No specific treatment for HCPS exists. Ribavirin, the only approved antiviral agent that is effective against hantaviruses in vitro (3), has shown efficacy in treating hemorrhagic fever with renal syndrome, a related disease that is caused by hantaviruses indigenous to the Old World (4). However, technical difficulties prevented a trial that was designed to evaluate the efficacy of ribavirin in treating HCPS from being completed (5).
Some evidence shows that neutralizing antibody (NAb) can affect the course of HCPS. Animal studies have shown that NAb confers passive protection from severe disease by Andes virus. Specifically, passive transfer of serum with high NAb titers from rhesus macaques vaccinated against Andes virus protected 100% of Syrian hamsters from lethal disease, even when administered 4–5 days after challenge with Andes virus (6). In humans, a high NAb titer on hospital admission is correlated with less severe HCPS (7)

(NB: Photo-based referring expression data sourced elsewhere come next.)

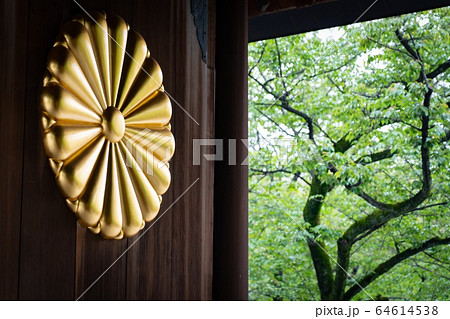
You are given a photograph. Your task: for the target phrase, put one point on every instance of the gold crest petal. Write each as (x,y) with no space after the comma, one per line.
(132,216)
(111,220)
(90,205)
(59,103)
(61,141)
(160,143)
(98,32)
(118,32)
(63,65)
(75,172)
(79,42)
(137,52)
(156,171)
(148,199)
(105,120)
(146,83)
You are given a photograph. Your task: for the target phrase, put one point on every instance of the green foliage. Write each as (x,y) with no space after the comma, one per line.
(356,85)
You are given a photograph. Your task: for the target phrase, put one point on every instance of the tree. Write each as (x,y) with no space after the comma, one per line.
(350,130)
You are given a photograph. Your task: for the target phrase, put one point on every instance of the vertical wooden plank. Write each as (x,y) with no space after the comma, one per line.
(231,184)
(94,255)
(47,250)
(177,250)
(12,99)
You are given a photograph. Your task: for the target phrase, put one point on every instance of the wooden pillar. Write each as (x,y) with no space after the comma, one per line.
(230,275)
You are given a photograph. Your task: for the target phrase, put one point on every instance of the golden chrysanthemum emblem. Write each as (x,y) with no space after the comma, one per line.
(106,128)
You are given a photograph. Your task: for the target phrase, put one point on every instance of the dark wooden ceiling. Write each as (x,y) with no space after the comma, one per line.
(276,18)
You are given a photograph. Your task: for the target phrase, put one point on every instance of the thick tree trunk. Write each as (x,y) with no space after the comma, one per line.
(319,255)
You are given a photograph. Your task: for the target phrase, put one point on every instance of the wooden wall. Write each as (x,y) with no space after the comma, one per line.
(44,253)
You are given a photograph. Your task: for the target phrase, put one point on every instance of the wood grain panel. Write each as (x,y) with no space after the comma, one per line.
(12,100)
(47,254)
(231,181)
(177,250)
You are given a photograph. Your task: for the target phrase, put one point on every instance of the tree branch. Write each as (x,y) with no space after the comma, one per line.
(439,70)
(375,157)
(390,263)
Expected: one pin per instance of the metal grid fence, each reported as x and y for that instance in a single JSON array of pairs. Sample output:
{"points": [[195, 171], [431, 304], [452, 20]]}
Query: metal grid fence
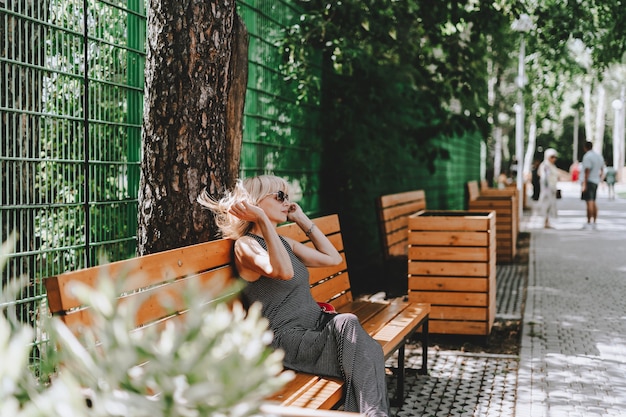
{"points": [[71, 95], [71, 108]]}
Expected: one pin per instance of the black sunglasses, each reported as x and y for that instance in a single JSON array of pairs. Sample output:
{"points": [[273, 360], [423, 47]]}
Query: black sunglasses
{"points": [[281, 196]]}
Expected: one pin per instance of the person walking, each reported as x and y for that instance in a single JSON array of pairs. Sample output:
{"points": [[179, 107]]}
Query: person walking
{"points": [[548, 180], [275, 270], [593, 165]]}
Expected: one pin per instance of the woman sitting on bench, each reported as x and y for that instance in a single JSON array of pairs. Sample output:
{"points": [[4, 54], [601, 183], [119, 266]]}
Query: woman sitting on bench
{"points": [[275, 268]]}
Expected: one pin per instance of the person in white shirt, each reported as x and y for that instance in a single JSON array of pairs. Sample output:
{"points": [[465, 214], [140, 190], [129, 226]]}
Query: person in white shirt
{"points": [[592, 173], [548, 180]]}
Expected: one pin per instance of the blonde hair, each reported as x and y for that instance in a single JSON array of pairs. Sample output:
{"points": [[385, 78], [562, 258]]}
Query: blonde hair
{"points": [[252, 190]]}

Administering convalescent-phase plasma with a high NAb titer could be therapeutic in HCPS, as it is in other hemorrhagic fevers (8). In survivors of Sin Nombre infection, high titers of serum NAb could still be detected years after recovery, with no evidence of residual viral RNA in the plasma (9).
The severity of HCPS, the absence of effective treatment, its appearance in outbreaks and in case-clusters, and the potential use of hantaviruses as bioweapons have stimulated work toward hantavirus vaccine development. At present, an inactivated Hantaan virus vaccine is in use for persons at high risk for exposure to Old World hantaviruses, but its efficacy has recently been questioned (10). A DNA vaccine expressing the G1 and G2 glycoproteins encoded by the Hantaan virus M segment conferred sterilizing cross-protection against the other Old World hantaviruses, Seoul, Dobrava, and Puumala, in hamsters (11). For New World hantaviruses, in the hamster model for Andes disease, prior infection with widely disparate species conferred varying levels of cross-protection (12,13). Although these selected studies suggest some cross-protection among different hantavirus species, the considerable antigenic variation among members of the genus Hantavirus suggests that a monovalent vaccine will not likely confer sufficient protection for all of the pathogenic hantaviruses (14).

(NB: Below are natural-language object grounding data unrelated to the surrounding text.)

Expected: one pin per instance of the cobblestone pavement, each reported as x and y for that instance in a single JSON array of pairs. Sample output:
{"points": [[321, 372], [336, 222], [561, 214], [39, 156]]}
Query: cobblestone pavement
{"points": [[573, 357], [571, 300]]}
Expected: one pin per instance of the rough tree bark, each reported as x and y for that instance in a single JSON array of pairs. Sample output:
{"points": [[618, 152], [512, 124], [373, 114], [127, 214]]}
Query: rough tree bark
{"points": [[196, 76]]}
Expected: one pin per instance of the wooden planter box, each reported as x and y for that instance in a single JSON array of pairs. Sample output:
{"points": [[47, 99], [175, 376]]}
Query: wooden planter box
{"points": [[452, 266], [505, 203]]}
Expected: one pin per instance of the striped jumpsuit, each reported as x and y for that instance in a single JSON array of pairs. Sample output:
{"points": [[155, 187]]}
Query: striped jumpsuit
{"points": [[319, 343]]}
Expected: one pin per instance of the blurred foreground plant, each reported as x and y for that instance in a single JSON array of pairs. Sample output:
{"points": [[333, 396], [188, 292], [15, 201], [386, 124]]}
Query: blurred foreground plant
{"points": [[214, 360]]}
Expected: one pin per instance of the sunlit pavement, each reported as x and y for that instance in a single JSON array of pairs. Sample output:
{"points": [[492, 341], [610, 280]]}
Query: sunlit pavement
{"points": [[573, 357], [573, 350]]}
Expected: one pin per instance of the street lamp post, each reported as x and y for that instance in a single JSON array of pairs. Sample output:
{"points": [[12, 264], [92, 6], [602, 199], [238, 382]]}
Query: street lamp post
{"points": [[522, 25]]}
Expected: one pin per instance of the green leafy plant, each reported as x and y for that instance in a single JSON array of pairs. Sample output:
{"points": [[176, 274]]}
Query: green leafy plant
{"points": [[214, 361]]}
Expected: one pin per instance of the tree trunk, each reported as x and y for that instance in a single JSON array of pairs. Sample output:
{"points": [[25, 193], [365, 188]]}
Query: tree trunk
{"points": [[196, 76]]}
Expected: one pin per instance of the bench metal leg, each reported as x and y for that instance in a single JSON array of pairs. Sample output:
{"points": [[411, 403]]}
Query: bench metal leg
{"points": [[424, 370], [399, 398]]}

The persistence of NAb in plasma of survivors of Andes virus and SNV infections, as well as the in vitro cross-neutralization capacity of these NAbs against the heterotypic hantavirus, could have implications for use of convalescent-phase plasma to treat HCPS. For vaccine development, an evaluation of the duration of persistence of NAb and their cross-neutralization activities across different serotypes of hantaviruses would shed light upon the probability of obtaining satisfactory cross-protection among candidate vaccines against New World hantaviruses.

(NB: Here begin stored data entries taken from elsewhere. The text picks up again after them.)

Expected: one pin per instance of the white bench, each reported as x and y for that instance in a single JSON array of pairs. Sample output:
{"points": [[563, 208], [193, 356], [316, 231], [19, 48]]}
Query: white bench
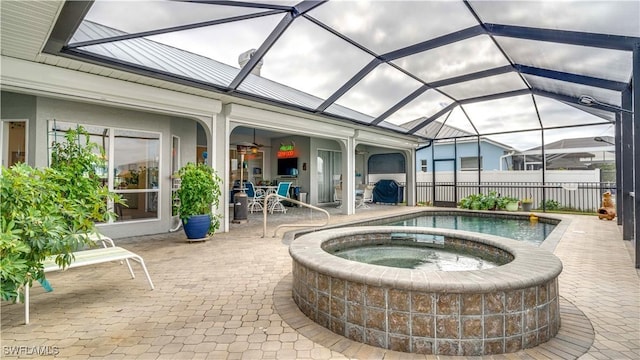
{"points": [[91, 257]]}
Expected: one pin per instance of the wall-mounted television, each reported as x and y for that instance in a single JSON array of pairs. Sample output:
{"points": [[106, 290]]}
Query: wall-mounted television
{"points": [[288, 167]]}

We studied 20 serum samples from survivors of confirmed hantavirus infection, 11 from Chilean patients and 9 from patients in the southwestern United States. Samples were collected from 8 months to 11 years after the patient was hospitalized with HCPS. The neutralizing titer was measured for each sample against SNV and Andes virus by a focus-reduction neutralization assay in Vero E6 cells, as described previously (7). In brief, serial 2-fold dilutions of heat-inactivated patient plasma samples were made, from 1:100 to 1:1,600, and were mixed with equal volume of ≈50–100 focus-forming units per milliliter SNV (isolate SN77734, titer 2 × 106/mL) or Andes virus (Chilean strain of human origin, isolate CHI-7913) and incubated at 37° for 1 hour (15). The mixture was then used to infect a confluent monolayer of Vero E6 cells (ATCC CRL 1586) in duplicate wells of a 48-well dish, with a 1.2% methylcellulose overlay in the medium to confine the virus to the foci. After incubation for 1 week, viral foci were detected with polyclonal rabbit anti-N antibody followed by peroxidase-conjugated goat anti-rabbit immunoglobulin G. Foci were enumerated under an inverted light microscope. NAb titers were defined as the reciprocal of the highest serum dilution that resulted in an 80% reduction in the number of foci compared to virus controls in duplicate assays.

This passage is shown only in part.